Unlike other Agentic Coding software, there is no corporate or investor backing for this project, which means **zero pressure to compromise our principles for profit**. This isn't just a nice-to-have feature – it's fundamental to the project's DNA.

### What Code Puppy _absolutely does not_ collect:
- ❌ **Zero telemetry** – no usage analytics, crash reports, or behavioral tracking
- ❌ **Zero prompt logging** – your code, conversations, or project details are never stored
- ❌ **Zero behavioral profiling** – we don't track what you build, how you code, or when you use the tool
- ❌ **Zero third-party data sharing** – your information is never sold, traded, or given away

### What data flows where:
- **LLM Provider Communication**: Your prompts are sent directly to whichever LLM provider you've configured (OpenAI, Anthropic, local models, etc.) – this is unavoidable for AI functionality
- **Complete Local Option**: Run your own VLLM/SGLang/Llama.cpp server locally → **zero data leaves your network**. Configure this with `~/.code_puppy/extra_models.json`
- **Direct Developer Contact**: All feature requests, bug reports, and discussions happen directly with me – no middleman analytics platforms or customer data harvesting tools

### Our privacy-first architecture:
Code Puppy is designed with privacy-by-design principles.

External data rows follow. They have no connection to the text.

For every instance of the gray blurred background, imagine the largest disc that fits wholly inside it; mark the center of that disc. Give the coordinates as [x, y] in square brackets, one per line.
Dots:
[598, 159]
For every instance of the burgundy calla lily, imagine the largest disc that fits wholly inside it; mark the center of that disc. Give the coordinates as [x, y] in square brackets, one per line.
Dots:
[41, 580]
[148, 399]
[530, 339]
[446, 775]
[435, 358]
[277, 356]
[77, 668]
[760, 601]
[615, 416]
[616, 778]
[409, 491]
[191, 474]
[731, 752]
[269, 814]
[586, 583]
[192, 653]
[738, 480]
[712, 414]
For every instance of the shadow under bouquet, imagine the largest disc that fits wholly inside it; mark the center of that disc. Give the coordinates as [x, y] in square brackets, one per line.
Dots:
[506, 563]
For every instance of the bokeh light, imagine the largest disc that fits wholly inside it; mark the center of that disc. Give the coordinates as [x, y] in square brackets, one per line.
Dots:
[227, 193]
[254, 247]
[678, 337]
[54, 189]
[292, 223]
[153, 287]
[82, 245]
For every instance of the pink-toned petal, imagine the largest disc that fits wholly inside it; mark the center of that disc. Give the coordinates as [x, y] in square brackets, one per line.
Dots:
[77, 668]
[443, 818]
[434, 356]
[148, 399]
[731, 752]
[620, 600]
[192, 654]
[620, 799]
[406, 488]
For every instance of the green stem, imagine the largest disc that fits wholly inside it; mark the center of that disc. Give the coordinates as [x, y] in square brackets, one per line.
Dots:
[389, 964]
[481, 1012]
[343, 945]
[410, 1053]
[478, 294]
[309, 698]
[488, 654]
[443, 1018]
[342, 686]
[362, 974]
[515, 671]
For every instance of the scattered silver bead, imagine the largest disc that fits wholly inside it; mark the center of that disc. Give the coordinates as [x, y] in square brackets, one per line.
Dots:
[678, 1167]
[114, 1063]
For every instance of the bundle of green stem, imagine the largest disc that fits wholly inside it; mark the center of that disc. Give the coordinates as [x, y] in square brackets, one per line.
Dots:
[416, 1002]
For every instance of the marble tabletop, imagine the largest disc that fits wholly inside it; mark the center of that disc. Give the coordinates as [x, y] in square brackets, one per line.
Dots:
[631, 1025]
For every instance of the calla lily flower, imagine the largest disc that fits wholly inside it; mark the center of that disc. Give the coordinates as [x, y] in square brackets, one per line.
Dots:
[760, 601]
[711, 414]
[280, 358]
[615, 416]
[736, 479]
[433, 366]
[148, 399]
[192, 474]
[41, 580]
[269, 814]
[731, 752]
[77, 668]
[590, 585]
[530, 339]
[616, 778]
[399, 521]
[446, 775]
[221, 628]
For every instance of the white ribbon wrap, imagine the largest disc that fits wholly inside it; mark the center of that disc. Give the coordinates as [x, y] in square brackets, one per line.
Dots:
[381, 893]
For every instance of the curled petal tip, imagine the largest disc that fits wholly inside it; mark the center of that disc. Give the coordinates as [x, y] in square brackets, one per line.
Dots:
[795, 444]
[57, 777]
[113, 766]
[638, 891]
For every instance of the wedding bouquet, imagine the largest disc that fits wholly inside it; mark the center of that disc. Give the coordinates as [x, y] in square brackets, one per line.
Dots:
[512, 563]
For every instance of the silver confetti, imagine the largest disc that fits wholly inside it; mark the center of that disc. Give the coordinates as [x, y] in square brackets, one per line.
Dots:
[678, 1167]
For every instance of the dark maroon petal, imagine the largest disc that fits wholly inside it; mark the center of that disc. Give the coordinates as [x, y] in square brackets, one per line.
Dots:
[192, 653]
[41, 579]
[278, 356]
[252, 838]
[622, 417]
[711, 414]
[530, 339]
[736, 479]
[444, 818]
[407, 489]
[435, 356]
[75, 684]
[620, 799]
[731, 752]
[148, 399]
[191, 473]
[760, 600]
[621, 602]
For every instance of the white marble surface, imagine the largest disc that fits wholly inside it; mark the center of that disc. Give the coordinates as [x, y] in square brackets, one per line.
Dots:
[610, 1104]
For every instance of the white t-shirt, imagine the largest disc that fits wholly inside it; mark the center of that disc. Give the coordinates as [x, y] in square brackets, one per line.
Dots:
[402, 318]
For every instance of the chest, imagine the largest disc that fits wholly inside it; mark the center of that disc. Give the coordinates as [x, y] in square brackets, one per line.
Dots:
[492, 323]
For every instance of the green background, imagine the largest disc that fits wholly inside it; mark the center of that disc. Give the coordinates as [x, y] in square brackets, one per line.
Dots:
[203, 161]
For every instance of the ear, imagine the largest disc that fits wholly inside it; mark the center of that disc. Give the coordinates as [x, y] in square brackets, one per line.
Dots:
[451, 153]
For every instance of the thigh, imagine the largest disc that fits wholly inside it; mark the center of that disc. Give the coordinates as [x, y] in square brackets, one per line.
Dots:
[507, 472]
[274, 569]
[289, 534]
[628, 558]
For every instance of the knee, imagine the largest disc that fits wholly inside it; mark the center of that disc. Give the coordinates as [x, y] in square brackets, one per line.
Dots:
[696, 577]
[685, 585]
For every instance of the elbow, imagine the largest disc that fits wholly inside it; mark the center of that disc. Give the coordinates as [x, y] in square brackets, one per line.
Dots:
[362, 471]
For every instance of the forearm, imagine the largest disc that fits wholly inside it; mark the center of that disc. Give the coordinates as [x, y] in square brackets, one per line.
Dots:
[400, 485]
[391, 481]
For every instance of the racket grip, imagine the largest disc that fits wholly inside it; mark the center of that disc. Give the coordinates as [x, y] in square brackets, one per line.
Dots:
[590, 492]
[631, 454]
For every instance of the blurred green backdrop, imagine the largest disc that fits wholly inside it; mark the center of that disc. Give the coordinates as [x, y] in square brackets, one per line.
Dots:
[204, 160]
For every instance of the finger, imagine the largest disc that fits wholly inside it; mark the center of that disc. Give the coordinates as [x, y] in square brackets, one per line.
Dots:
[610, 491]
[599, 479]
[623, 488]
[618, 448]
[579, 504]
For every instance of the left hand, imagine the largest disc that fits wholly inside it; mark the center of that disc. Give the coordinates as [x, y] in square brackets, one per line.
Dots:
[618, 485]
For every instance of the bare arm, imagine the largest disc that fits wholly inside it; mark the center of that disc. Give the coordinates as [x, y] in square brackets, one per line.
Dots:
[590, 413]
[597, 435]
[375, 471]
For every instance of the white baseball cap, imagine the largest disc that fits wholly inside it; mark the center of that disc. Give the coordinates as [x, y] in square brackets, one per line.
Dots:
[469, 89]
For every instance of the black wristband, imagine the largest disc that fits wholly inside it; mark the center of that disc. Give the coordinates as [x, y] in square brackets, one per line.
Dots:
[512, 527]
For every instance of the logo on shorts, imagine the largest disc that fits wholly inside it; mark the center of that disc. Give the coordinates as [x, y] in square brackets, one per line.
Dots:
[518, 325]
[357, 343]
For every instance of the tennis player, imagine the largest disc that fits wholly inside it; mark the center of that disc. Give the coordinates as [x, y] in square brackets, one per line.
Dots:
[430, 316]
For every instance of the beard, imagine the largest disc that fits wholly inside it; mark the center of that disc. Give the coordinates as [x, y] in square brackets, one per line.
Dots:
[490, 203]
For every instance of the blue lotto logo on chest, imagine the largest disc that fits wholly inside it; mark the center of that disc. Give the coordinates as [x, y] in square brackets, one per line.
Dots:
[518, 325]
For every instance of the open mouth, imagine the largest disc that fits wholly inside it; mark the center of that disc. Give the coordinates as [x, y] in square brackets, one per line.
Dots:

Every feature has been evaluated through a privacy lens, and every integration respects user data sovereignty. When you use Code Puppy, you're not the product – you're just a developer getting things done.

**This commitment is enforceable because it's structurally impossible to violate it.** No external pressures, no investor demands, no quarterly earnings targets to hit. Just solid code that respects your privacy.

## License

This project is licensed under the MIT License - see the [LICENSE](LICENSE) file for details.